My interests have been serious piqued as a result of one of his themes of using Lisp to write web applications. As a higher order language, the theory is that programmers will be more productive and that given the types of programmers who learn Lisp, you can attract better programmers.
It is a very interesting argument. Something that I’ve been giving lots of thought. My interests at the moment are in learning to write native Mac OS X applications. Python fell in my lap as an option mostly due to my background in Miranda and then the more popular (and powerful, useful, free) Haskell.
Part of my motivation behind learning Cocoa programming has been to write a native application that talks to a web based back end. For some tasks, I’m still not convinced that a web browser is the Right Thing, regardless of how much AJAX code you put in place. This is why the Cocoa apps I’ve been writing have typically avoided building their own data layer. One is built on regular expressions and the other on Address Book and iCal.

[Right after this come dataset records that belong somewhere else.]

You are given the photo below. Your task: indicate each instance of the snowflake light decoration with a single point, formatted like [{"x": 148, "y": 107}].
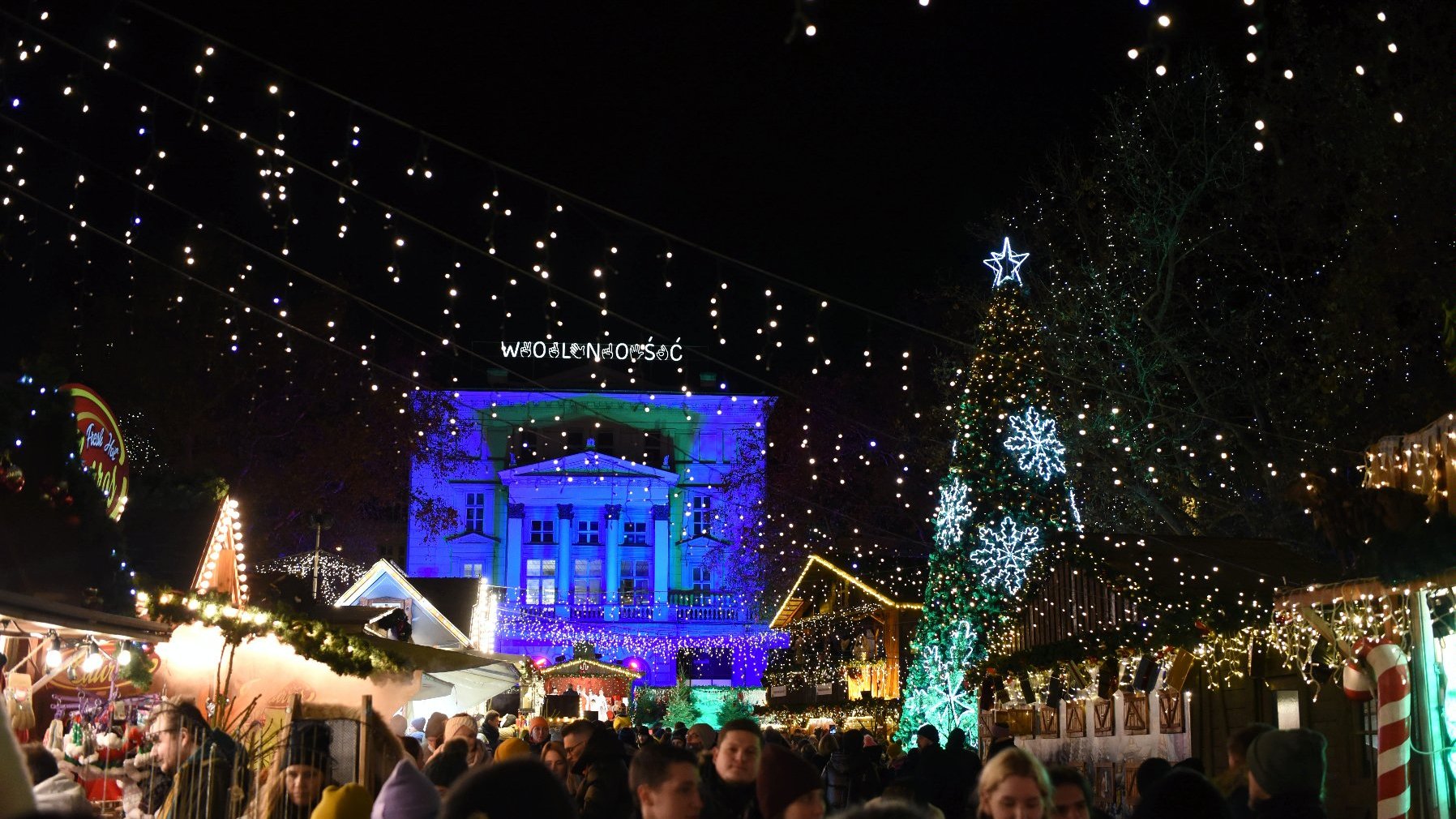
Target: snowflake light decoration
[
  {"x": 953, "y": 701},
  {"x": 1034, "y": 440},
  {"x": 1005, "y": 255},
  {"x": 1004, "y": 554},
  {"x": 953, "y": 512}
]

The bit I’ve been avoiding is writing the back end. Past experiences on this have been in Perl, which is useful, but I just don’t like. I’d rather not have to put $ signs everywhere.
Python seems to have the clean aspect and enough libraries for doing things so I’d been assuming that I’d use Python for the back end too. However, most of my thinking in Python is really derived from my Haskell days, so why not write the back end in Haskell?
I also may have been distracted somewhat by a few other developments such as Ruby on Rails and Django, as even with a thick client in Cocoa talking to a back end, in this day and age, an application really should have a web based version too.
Investigation has also gone into using XUL as it is both web based, cross platform and somewhat richer than AJAX.
All in all, it is a happy time to be in where there is such a wide range of equally valid choices. It now comes down to a question of tradeoffs.